Twelve O'Clock High (1949) Gregory Peck, Hugh Marlowe, Gary Merrill, Millard Mitchell, Dean Jagger Movie Review

Twelve O'Clock High (1949)   4/54/54/54/54/5

Gregory Peck in Twelve O'Clock High (1949)

A Real War Time High

When a bomber unit at Archbury base comes to the attention of General Pritchard (Millard Mitchell) due to their losses General Savage (Gregory Peck) is sent in to sort things out as it becomes apparent that things have become slack and commander, Colonel Keith Davenport (Gary Merrill) has become to close to his men to be objective. Savage soon shakes things up with his tough rules and tough measures for those who threaten to cause disruption for the group. But whilst initially every pilot puts in for transfer they eventually come around to Savage's way as they become an efficient and successful unit which they can see has the support of Savage. But war is war and as time passes Savage becomes closer to the men and the stresses start to take their toll on him when there are losses on missions.

"Twelve O'Clock High" is one of the most engaging and engrossing war movies I have had the pleasure to watch in a long time despite the fact that watching it now some 67 years after its release it tells a story which is partly familiar. That story revolves around the tough Savage not only knocking a group of men in to shape but winning them around when they realise he has their back. But it is more than that because this also has the peeling back of Savage as he goes from being tough towards the men to being involved with them and with that each mission affects him more personally turning him in to the guy he replaced. I won't go in to any more detail than that but trust me this movie manages to draw you in and keep you hanging on every word and every moment of drama.

Dean Jagger in Twelve O'Clock High (1949)

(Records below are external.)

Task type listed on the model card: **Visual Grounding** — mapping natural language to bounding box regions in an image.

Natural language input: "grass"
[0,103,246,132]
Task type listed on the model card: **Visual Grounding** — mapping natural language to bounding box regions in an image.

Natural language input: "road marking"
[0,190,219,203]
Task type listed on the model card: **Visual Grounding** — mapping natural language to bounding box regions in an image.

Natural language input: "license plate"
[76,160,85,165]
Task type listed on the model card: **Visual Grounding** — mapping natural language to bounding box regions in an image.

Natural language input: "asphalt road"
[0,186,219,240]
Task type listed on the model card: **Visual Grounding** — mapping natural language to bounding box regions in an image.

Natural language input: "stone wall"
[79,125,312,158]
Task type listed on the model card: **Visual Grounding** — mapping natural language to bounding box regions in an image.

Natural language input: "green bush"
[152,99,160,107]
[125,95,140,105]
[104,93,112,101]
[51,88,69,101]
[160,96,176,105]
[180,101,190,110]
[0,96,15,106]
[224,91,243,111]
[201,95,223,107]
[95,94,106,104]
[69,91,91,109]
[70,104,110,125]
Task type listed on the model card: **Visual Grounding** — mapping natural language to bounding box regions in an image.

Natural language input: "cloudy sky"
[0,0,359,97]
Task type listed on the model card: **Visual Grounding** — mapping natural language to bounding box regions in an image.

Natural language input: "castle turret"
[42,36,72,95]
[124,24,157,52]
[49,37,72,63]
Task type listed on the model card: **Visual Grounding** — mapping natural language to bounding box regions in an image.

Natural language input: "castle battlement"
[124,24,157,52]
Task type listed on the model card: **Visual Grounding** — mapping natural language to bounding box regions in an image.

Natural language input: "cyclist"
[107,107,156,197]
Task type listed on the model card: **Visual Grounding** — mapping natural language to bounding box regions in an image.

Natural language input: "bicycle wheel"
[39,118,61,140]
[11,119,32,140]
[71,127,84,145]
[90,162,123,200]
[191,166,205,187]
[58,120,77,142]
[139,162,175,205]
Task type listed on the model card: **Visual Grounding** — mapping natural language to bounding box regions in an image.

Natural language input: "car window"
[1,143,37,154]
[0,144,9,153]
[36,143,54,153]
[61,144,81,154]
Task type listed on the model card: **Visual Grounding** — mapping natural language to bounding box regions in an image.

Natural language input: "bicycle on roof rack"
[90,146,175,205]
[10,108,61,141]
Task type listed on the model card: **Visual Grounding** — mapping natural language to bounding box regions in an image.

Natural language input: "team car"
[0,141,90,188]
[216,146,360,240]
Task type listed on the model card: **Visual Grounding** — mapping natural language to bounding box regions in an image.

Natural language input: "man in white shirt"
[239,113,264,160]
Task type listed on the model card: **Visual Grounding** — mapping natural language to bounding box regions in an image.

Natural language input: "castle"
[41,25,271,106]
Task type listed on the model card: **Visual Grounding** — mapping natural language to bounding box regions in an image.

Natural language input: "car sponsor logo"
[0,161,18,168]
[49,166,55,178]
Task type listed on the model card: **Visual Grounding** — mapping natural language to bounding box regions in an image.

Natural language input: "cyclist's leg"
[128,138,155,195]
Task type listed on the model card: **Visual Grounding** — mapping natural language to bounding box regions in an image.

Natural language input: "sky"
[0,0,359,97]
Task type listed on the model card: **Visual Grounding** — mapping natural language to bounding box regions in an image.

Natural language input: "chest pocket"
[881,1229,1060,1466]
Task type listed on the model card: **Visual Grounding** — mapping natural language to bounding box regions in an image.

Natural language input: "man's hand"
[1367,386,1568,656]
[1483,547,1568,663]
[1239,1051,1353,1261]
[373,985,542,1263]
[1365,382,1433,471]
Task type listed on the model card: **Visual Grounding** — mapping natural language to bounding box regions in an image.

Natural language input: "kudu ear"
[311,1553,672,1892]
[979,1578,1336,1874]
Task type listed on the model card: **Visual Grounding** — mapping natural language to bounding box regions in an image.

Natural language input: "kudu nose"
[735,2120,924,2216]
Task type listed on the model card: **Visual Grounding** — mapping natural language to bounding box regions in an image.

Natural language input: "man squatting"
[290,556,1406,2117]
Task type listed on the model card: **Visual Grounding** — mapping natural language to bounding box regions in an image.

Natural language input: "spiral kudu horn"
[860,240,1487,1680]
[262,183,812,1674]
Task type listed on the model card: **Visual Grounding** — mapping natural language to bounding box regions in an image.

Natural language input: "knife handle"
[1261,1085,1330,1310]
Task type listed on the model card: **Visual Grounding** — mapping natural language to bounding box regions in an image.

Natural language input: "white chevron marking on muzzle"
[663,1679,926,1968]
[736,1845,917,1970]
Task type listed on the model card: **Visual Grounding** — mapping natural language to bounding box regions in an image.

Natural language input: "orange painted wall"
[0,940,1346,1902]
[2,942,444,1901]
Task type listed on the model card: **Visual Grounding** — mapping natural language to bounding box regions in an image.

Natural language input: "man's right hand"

Part of the reason is that despite "Twelve O'Clock High" being an old war movie so much of what is said still makes a lot of sense starting with Savage saying that the men need to accept they will die and when they accept that they will then be able to do the job they are meant to do. I could go on because the writing is so spot on that every few scenes another line grabs you by how much sense there is to it.

The delivery of the dialogue is just as important and Gregory Peck is on exceptional form as the tough Savage who walks in and starts bang undisciplined heads. But at the same time Peck brings that friendly side which the character tries to keep in check which makes the evolution of Savage believable. Yet for all the good performances in "Twelve O'Clock High" it is Dean Jagger as Major Stovall who really grabs your attention as he brings the sage wisdom to the character of a man who has seen it all and can see how things will inevitably play out.

What this is all boils down to is that "Twelve O'Clock High" isn't the most action packed of war movies but it is a movie with great writing, well developed characters and equally good performances which make it all come to life whilst also featuring direction which is stylish but non intrusive so that the whole movie works as a collective.